Though officials believe that al-Shabaab, the military wing of the Islamist movement ousted by Ethiopian army-backed Somali forces two years ago was responsible for the attack, the militant group has issued a statement denying any involvement in the suicide bombing.

Earlier in the week, hundreds of Somalis staged a massive demonstration in Mogadishu on Monday, protesting against the al-Shabaab Islamist militant group believed to be responsible for last week's suicide attack.

The protestors burned the flag of the militant group, marking the first public show of anger at the militant group that controls most of Somalia. Media reports indicated that most participants in the rally were relatives of the students killed or injured in the bombing.

Al-Shabaab militants, along with other allied Islamist insurgent outfits, control large areas in southern Somalia, where they enforce strict Islamic law or the Sharia. Currently, the group is engaged in fierce fighting with the rival Hisbul-Islam group for the control of the southern port city of Kismayo.

The two rival Islamist groups were united until recently in their fight against the forces of Somalia's interim government and the AU peacekeeping troops. Jointly, the two control most of the Somalia's southern and central areas. The recent power-struggle between the two groups have raised concerns that the fighting might spread to other areas jointly controlled by them.

Al-Shabaab and several other allied militants groups have opposed past UN-sponsored reconciliation efforts in Somalia, insisting that they will negotiate with the country's UN-backed transitional government only after the AU peacekeeping mission leaves Somalia.

Somalia has not had a functioning government after the fall of the last government in 1991. Currently, a weak UN-backed interim government is trying to enforce its authority in the country.
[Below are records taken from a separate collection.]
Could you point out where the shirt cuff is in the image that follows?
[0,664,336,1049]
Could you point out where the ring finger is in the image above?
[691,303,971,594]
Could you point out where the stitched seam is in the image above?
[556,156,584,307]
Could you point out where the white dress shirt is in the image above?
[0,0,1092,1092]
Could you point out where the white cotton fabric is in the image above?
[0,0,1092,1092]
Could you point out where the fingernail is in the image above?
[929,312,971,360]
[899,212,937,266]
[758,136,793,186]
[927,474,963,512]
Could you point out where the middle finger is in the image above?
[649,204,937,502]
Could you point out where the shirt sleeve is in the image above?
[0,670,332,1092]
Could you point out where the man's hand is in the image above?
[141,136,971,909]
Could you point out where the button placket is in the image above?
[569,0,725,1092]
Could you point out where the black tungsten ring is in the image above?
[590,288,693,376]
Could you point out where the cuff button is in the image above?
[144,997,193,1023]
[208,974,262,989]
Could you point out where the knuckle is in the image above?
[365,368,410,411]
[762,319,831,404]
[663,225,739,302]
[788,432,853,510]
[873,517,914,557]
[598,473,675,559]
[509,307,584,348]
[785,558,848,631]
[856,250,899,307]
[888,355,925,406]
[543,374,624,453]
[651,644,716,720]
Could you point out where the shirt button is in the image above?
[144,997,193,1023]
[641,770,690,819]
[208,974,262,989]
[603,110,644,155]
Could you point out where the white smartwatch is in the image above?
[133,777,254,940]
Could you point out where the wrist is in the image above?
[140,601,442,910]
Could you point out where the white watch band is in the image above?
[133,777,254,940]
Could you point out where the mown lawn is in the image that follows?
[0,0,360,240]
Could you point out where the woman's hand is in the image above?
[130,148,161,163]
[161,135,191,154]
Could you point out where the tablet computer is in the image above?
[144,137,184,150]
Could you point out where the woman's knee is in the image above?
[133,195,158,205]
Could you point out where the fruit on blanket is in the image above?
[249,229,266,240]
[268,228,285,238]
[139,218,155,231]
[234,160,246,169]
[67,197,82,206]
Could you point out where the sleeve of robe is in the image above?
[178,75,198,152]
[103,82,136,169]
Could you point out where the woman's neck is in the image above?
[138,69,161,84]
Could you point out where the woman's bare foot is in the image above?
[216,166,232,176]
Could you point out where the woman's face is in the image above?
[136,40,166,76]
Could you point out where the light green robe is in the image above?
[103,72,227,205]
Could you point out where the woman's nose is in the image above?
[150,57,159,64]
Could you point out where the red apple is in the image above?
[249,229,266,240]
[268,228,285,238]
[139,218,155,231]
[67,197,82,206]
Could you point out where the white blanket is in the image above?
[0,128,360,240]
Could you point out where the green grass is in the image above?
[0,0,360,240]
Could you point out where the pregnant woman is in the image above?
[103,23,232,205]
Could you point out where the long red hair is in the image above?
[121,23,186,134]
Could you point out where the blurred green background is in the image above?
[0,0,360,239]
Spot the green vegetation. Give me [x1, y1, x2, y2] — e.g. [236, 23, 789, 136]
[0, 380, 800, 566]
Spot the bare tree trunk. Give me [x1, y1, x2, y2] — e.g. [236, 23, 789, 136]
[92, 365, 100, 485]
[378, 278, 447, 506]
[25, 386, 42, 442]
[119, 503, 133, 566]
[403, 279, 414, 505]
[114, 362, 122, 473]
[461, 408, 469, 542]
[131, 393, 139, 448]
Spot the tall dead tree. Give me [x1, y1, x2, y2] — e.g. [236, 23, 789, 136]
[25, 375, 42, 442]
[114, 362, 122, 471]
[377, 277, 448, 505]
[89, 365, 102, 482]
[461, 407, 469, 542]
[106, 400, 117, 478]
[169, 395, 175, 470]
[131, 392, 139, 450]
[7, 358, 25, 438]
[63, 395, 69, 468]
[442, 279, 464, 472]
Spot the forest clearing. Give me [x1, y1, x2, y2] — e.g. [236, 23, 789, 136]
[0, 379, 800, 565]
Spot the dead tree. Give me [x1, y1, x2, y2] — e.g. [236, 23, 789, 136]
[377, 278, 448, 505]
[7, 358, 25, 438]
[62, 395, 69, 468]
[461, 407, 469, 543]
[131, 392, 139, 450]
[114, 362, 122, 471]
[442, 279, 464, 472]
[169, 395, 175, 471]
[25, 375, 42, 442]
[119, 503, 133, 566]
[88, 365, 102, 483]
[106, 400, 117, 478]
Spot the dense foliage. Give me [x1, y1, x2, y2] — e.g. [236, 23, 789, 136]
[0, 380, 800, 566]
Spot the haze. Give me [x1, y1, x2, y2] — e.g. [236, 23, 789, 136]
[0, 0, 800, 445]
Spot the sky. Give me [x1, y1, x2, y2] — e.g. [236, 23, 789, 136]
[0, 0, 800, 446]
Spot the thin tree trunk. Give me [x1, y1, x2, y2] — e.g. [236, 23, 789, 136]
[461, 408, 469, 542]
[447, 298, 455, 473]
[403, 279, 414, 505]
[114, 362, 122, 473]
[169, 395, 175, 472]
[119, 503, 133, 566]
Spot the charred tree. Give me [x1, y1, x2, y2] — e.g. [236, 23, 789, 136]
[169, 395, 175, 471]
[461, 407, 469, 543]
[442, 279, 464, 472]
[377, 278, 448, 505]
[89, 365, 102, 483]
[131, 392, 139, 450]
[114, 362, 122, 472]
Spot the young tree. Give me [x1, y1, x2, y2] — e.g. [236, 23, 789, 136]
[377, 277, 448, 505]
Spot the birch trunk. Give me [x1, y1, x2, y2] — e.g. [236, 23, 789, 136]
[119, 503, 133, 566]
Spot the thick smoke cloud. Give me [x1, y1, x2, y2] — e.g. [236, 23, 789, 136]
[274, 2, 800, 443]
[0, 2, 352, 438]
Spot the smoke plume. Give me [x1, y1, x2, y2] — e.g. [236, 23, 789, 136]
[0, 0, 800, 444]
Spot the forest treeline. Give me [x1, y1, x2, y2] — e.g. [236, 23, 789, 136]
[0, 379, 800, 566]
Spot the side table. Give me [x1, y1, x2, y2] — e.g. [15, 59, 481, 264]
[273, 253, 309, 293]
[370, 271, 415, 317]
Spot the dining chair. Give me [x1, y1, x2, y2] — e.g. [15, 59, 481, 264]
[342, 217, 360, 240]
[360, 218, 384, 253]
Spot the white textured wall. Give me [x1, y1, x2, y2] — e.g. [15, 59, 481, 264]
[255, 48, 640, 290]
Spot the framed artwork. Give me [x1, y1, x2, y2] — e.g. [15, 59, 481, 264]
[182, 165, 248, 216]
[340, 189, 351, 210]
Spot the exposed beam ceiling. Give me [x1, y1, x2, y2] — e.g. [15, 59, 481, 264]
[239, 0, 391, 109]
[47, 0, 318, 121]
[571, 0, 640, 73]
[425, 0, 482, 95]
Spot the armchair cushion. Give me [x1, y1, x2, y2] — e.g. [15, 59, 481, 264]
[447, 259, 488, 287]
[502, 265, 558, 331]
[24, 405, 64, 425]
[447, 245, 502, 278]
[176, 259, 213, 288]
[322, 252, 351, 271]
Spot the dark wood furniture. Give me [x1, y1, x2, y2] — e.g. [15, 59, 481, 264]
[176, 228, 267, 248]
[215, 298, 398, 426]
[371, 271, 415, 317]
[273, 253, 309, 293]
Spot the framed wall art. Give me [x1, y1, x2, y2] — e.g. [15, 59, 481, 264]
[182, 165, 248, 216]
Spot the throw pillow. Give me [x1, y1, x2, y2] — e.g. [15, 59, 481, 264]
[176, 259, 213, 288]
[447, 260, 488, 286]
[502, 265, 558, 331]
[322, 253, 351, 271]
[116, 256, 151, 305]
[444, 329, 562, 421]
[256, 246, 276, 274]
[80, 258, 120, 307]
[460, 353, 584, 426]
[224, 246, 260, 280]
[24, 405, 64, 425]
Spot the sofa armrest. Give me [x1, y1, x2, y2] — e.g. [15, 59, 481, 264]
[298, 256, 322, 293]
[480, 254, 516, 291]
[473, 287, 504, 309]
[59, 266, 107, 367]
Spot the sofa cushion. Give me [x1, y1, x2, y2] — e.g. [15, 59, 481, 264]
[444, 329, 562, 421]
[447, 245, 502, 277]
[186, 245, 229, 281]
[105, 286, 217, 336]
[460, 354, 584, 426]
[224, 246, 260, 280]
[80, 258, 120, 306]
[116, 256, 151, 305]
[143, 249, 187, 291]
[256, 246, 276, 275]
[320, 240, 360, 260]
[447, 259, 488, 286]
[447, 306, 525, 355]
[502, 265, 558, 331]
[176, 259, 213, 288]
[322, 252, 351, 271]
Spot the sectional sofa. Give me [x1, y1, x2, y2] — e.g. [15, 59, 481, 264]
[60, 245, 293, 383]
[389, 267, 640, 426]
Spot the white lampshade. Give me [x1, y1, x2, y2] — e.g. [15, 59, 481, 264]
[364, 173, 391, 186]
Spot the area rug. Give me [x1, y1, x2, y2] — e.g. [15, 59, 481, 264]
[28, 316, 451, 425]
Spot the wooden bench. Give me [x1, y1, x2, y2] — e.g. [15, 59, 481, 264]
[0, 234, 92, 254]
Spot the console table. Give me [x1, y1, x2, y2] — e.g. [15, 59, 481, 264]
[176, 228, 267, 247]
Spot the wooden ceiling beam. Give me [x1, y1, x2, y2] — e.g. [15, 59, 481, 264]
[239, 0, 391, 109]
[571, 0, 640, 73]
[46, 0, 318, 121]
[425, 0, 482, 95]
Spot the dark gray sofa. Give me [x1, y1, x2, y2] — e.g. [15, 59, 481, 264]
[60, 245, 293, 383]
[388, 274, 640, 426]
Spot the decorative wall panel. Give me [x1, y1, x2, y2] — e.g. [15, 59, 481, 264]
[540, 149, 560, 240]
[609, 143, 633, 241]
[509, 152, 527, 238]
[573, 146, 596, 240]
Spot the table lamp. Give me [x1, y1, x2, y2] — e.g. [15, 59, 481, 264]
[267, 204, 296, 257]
The fighting between Islamist insurgents and the government security forces has killed thousands of Somalis and displaced hundreds of thousands more, mostly from Mogadishu.

Presently, a 4,300-member AU force is struggling with peacekeeping efforts in Somalia after the militants turned to guerrilla warfare against the government and AU troops. So far only Uganda and Burundi have contributed troops to the AU peacekeeping force, which was initially planned with a strength of over 8,000.